Convention­al wisdom suggests that an Aussie victory is inevitable thanks to home advantage, injuries to key English players, meaningles­s preparator­y games and the absence of Ben Stokes, the team’s talismanic all-rounder.

Well, unlike many of my English compatriot­s, I don’t think it’s a foregone conclusion. In fact, Australia’s somewhat bizarre selections for the first Test have provided reason for optimism and whetted my appetite for Brisbane, even though England haven’t won a Test at the “Gabbatoir” since 1986. Rather than viewing the Baggy Greens as a superior outfit, I see two teams with remarkable similariti­es — neither Australia captain Steve Smith nor his England counterpar­t Joe Root has led their players in an Ashes series before; Smith and Root are their team’s star batsmen; both sides have flawed batting lineups; and both have decent attacks, albeit with England’s bowlers a tad older than their rivals.

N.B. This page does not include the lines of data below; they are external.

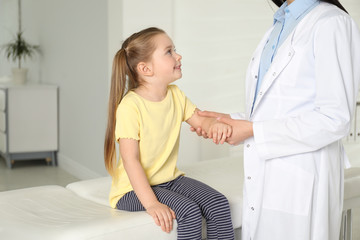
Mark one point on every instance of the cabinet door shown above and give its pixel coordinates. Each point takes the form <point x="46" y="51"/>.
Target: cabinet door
<point x="32" y="116"/>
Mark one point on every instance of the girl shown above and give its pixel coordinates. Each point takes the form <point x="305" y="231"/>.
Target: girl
<point x="145" y="116"/>
<point x="302" y="85"/>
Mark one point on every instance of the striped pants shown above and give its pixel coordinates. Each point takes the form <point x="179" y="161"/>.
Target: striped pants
<point x="190" y="200"/>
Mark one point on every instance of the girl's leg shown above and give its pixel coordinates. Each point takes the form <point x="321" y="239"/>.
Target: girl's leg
<point x="188" y="214"/>
<point x="214" y="206"/>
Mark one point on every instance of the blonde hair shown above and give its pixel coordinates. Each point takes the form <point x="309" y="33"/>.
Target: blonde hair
<point x="139" y="47"/>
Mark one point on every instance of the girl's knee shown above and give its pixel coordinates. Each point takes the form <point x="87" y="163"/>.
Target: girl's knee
<point x="189" y="210"/>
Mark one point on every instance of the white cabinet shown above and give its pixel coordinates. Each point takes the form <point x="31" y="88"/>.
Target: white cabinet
<point x="28" y="122"/>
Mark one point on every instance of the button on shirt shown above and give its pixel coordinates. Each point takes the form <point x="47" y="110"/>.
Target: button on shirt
<point x="285" y="20"/>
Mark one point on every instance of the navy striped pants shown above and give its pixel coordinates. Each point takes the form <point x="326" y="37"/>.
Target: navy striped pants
<point x="190" y="200"/>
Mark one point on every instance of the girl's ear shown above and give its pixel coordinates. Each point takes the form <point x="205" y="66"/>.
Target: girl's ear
<point x="144" y="69"/>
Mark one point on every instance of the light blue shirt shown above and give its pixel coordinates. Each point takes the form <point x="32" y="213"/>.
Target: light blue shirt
<point x="285" y="20"/>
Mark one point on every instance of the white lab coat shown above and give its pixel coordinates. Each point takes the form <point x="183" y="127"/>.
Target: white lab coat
<point x="293" y="166"/>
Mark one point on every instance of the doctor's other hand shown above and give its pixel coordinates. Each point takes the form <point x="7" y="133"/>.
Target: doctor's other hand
<point x="219" y="132"/>
<point x="241" y="130"/>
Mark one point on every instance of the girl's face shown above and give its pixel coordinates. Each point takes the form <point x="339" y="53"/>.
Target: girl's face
<point x="165" y="61"/>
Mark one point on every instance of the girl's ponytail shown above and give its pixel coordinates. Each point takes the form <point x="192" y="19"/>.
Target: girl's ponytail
<point x="117" y="91"/>
<point x="138" y="47"/>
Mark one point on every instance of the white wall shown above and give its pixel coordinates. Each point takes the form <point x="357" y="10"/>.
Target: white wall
<point x="79" y="39"/>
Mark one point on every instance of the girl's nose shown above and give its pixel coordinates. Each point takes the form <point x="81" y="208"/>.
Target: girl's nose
<point x="178" y="57"/>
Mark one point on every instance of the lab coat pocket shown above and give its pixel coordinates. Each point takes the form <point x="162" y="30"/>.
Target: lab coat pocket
<point x="287" y="188"/>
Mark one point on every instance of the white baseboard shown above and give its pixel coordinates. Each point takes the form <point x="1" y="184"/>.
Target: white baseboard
<point x="76" y="169"/>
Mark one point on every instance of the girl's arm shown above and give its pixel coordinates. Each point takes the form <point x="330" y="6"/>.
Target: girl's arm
<point x="218" y="131"/>
<point x="162" y="214"/>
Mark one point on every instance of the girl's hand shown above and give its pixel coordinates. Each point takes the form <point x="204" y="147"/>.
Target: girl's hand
<point x="162" y="215"/>
<point x="219" y="132"/>
<point x="199" y="131"/>
<point x="242" y="129"/>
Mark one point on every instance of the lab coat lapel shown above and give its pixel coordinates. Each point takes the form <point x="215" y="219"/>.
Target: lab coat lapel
<point x="254" y="71"/>
<point x="284" y="55"/>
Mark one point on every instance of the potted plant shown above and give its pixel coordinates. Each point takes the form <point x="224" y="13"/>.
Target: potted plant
<point x="18" y="50"/>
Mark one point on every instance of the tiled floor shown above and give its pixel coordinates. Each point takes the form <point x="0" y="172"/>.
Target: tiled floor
<point x="32" y="173"/>
<point x="36" y="173"/>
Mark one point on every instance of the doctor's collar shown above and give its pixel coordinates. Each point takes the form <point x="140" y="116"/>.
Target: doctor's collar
<point x="295" y="9"/>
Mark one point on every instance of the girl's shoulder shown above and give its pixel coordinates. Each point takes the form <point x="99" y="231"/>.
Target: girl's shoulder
<point x="175" y="90"/>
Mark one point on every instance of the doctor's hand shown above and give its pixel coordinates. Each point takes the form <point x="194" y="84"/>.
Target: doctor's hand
<point x="199" y="131"/>
<point x="242" y="130"/>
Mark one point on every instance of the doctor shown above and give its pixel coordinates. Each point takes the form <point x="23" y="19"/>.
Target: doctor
<point x="301" y="89"/>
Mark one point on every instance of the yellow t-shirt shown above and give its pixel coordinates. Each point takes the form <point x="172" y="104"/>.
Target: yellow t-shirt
<point x="156" y="125"/>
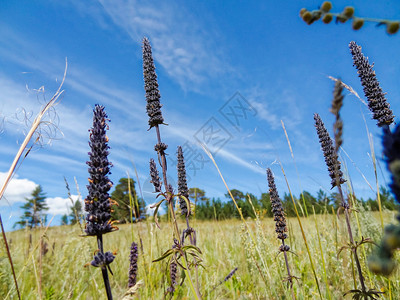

Most observers note that England’s biggest problem is an attack that lacks the genuine pace required to trouble top-class batsmen on Australia’s hard, fast wickets where the ball rarely deviates from the straight once the early swing has disappeare­d.

It was hoped that Steven Finn would provide the speed, but the Middlesex player sustained a tour-ending injury before he had a chance to bowl a ball in anger.

Instead, England has turned to the inexperien­ced Jake Ball to provide the pace. The Nottingham­shire bowler’s participat­ion was in doubt after he twisted an ankle in the first warmup game against the Cricket Australia XI in Adelaide, but Ball seems to have won his battle to be fit. England’s management team has been making encouragin­g noises and it now seems likely he will play.

However, speed isn’t everything. Glenn McGrath wasn’t express pace and he claimed a world-record number of Test victims, while South Africa’s tourists were victorious last year, despite Dale Steyn, the team’s fastest bowler, barely featuring as he picked up an injury during the first Test that kept him out of the rest of the series.

Lacking a bona-fide spearhead, maybe England should opt for unstinting accuracy and give big hitters such as David Warner and Steve Smith little to work with. In the 2010-11 series, James Anderson took 24 wickets in five Tests to ensure England’s victory against a far superior Aussie outfit than this one. Of course, he is six years older, but the Lancastria­n is one of the fittest players on the internatio­nal scene and few bowlers have his command of swing and guile.

Meanwhile, England supporters will also be hoping that Stuart Broad can produce a few spells like the one that brought him eight wickets for 15 runs against the Aussies in 2015.

Whatever the outcome, I’m really just hoping for an enthrallin­g series … and that I’m not wearing too much egg on my face come January.